Idiom: costs an arm and a leg
Example: Everything in that shop costs an arm and a leg!
Meaning: very expensive
Translation in Indonesian: sangat mahal
Idiom: top dollar
Example: They charge top dollar.
Meaning: the highest end of price range; a lot of money
Translation in Indonesian: sangat/paling mahal
Idiom: give me the creeps!
Example: Their salespeople are very strange. They give me the creeps!
Meaning: to create a feeling of disgust or horror
Translation in Indonesian: membuat ngeri
Idiom: save the day
Example: Your marketing strategy will save the day!
Meaning: to prevent a disaster or misfortune
Translation in Indonesian: menghindari kegagalan atau kekurang mujuran
Idiom: real flop
Example: Your advertising campaign was a real flop!
Meaning: a failure
Translation in Indonesian: kegagalan
Idiom: go back to the drawing board
Example: Failures mean something if we use them as lessons to learn. Let’s go back to the drawing board!
Meaning: to start over because the last try failed; to start again from the beginning.
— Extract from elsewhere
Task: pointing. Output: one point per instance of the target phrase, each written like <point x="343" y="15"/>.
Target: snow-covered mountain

Translation in Indonesian: memulai lagi dari awal
Idiom: give an ax
Example: Please, don’t give me an ax!
Meaning: to fire someone
Translation in Indonesian: memecat
Idiom: put up with
Example: I can’t put up with her.
Meaning: to endure without complaint
Translation in Indonesian: bertahan dengan seseorang/sesuatu keadaan tanpa mengeluh
Idiom: dead-end job
Example: Good-bye to that dead-end job!
Meaning: a job that won’t lead to anything else
Translation in Indonesian: pekerjaan yang tidak menjanjikan
Idiom: go belly-up
Example: I am sorry to hear that he went belly-up.
Meaning: to go bankrupt
Translation in Indonesian: bangkrut
Gillett, Amy. 2004. Speak English Like An American. Michigan: Language Success Press.